В Андреевском, имении Воронцова, царило лето, хотя повсюду был сентябрь. Завернув к нему на пути возвратном из Сибири и благодаря нижайше за то, что жив остался, Радищев при всём том, однако ж, ещё малую просьбицу имел. Семь лет не видавши старших детей, он искусно подводил теперь разговор к этой теме, боясь где-нибудь оступиться, как то много раз бывало, и снова остаться ни с чем.
– По моему убеждению, взаимная привязанность родителей и детей едва ли может вызвать неудовольствие просвещённого правительства, - начал он осмотрительно. Потом он испугался, что не уследит за словами и проявит себя болезненно заинтересованной стороной и, чтобы избежать непредумышленных проявлений полной искренности, перешёл на французский.
Воронцов вертел в руках злобную фарфоровую зверушку с письменного стола и безмолвствовал.
– Александр Романович, если будет вам угодно замолвить словечко в верхах... Да будет позволено приехать ко мне моим детям. Хоть на три дни, - "вот на три дни и разрешат", - сказал насмешливый кто-то у него в уме, и сердце испуганно сжалось.
– Я семь лет моих маленьких не видал, - Радищев задним числом спохватился, что сказал "маленькие" о сыновьях, которые были выше него ростом и являлись украшением гвардии, но исправляться не стал.

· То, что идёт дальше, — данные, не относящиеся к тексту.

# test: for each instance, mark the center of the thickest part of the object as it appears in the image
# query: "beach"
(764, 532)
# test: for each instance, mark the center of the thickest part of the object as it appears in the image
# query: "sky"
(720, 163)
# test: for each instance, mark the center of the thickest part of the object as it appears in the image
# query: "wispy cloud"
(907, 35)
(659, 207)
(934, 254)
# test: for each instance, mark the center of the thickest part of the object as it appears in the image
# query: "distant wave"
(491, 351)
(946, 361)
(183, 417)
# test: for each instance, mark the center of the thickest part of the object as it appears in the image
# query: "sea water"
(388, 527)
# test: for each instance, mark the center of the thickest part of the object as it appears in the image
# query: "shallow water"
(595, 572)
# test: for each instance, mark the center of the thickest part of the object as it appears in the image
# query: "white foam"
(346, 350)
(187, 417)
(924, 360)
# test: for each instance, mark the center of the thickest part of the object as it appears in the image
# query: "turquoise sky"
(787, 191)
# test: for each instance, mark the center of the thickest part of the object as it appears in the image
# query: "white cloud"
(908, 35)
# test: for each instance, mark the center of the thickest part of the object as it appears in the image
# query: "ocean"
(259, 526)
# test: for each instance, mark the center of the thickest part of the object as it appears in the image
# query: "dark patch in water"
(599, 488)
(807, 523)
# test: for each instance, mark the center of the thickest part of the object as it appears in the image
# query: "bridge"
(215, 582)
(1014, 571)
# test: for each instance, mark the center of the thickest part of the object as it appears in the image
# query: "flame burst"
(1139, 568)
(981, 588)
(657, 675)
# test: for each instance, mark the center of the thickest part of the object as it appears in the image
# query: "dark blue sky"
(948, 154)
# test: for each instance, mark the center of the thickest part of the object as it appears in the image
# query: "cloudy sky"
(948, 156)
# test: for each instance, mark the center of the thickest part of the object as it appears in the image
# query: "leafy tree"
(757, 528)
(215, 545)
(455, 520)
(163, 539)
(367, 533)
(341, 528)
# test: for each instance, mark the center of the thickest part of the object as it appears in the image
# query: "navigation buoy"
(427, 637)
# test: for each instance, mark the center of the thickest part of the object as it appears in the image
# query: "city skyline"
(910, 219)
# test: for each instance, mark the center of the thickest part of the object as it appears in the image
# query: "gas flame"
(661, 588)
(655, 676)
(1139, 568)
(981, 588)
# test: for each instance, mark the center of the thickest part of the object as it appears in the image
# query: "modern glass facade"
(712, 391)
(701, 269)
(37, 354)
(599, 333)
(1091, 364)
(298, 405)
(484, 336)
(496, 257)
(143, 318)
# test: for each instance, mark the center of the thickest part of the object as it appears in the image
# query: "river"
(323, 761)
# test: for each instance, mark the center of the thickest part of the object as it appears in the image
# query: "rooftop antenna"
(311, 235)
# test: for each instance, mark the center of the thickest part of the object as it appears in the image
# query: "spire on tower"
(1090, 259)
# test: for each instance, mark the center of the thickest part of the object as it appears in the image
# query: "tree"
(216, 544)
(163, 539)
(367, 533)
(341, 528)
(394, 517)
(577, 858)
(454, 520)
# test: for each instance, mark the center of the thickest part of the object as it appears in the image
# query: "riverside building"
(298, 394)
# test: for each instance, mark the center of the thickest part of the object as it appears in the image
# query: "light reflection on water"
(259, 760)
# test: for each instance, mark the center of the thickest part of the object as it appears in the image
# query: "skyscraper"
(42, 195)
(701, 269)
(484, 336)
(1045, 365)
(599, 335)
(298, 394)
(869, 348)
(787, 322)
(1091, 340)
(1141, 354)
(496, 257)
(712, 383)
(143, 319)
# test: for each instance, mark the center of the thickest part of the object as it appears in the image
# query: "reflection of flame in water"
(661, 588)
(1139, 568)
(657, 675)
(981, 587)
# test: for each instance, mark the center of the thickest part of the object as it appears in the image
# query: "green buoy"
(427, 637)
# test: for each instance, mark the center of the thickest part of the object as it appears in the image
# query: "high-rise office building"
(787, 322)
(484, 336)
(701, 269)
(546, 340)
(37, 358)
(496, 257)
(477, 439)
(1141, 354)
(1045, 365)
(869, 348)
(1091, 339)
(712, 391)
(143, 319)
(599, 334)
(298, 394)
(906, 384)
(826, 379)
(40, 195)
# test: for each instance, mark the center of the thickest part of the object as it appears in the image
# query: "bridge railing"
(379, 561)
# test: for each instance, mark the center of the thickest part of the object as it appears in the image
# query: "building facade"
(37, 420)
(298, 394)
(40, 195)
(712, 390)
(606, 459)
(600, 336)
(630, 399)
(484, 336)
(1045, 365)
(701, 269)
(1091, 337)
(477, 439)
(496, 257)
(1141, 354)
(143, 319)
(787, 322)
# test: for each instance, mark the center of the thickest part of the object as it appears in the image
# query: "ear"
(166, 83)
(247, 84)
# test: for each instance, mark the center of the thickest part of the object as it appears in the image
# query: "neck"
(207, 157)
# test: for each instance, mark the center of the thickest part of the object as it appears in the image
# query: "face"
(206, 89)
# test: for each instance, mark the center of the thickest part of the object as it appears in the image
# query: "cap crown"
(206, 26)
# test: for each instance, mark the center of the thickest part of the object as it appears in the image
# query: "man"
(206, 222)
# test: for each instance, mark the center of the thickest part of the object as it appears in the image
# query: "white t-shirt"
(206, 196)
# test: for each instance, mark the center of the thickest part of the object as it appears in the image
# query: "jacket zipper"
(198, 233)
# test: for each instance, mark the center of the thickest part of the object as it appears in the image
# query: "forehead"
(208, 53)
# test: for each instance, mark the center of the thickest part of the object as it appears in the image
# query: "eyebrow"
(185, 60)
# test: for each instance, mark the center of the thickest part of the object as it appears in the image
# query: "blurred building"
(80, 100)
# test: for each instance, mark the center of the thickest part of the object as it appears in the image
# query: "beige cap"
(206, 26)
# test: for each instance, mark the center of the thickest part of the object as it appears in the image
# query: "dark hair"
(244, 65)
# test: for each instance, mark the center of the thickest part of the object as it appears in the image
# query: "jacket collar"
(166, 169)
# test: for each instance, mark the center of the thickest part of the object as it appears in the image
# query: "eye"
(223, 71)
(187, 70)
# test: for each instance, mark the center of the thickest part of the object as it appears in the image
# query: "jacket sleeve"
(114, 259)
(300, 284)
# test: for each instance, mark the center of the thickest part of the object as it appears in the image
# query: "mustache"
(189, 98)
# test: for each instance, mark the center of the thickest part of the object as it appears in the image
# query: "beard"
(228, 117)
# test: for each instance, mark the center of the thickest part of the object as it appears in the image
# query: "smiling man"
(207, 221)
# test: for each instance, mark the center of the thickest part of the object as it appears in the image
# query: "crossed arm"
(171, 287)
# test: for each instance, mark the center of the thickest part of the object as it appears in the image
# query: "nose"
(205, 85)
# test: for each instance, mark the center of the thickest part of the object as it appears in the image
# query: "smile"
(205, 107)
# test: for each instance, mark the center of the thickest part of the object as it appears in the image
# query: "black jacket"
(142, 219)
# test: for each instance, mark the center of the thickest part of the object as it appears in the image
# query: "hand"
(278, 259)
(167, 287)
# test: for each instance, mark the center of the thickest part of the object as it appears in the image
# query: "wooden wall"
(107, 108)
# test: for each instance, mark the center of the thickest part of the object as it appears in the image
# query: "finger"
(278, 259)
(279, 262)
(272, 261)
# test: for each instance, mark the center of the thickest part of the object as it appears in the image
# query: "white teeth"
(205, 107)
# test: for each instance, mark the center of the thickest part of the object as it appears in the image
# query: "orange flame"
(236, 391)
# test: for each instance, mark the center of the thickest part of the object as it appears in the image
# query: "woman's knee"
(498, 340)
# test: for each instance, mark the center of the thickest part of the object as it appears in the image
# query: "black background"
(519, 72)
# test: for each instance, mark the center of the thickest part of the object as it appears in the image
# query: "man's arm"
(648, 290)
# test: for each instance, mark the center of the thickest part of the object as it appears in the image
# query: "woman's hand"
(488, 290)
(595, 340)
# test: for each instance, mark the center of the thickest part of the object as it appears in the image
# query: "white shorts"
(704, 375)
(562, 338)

– В ответ на последнее ваше о том прошение, Александр Николаевич, ничего утвердительного не воспоследовало. А мне уж и то досадно, что вы в обход меня сие прошенье направили.
– Простите любящему всем своим существом человеку, что он захотел повидать своих детей, - Радищев привстал было, желая разглядеть фигурку в руках Воронцова, но живописец нетерпеливым взмахом кисти усадил его на место.
– Вот за эту манеру издевательскую на вас и раздражаются в окружении государя. Ну, что вы такое мне сейчас сказали?
– Молчите, я пишу ваши губы, - объявил художник.
– Более ни слова не скажу, - пообещал Радищев и хранил молчание, покуда не ушёл дневной свет. С уходом солнечного света естественным образом кончилась его несвобода, и тогда, сгибая и разгибая затёкшую руку, он подошёл к бюро. У зверушки оказалась львиная морда, крылья дракона и рыбий хвост. Радищев погладил зверушку между ушами и вышел.
Сельцо Немцово нашёл он в полном разорении. Приказчик Морозов крал всё, что плохо лежало, мужики извольничались; сад вызяб, подсадки не было; стены каменного дома развалились; крыша лачуги, где поселился Радищев временно, текла; посуда была вся вывезена на четырёх подводах, причём таким образом, что его сервиза не оказалось ни в Немцове, ни в Петербурге. Само Немцово заложено было в банке, оброк весь шёл туда, и по самое Рождество с деревни взять было нечего. Шёл июль месяц.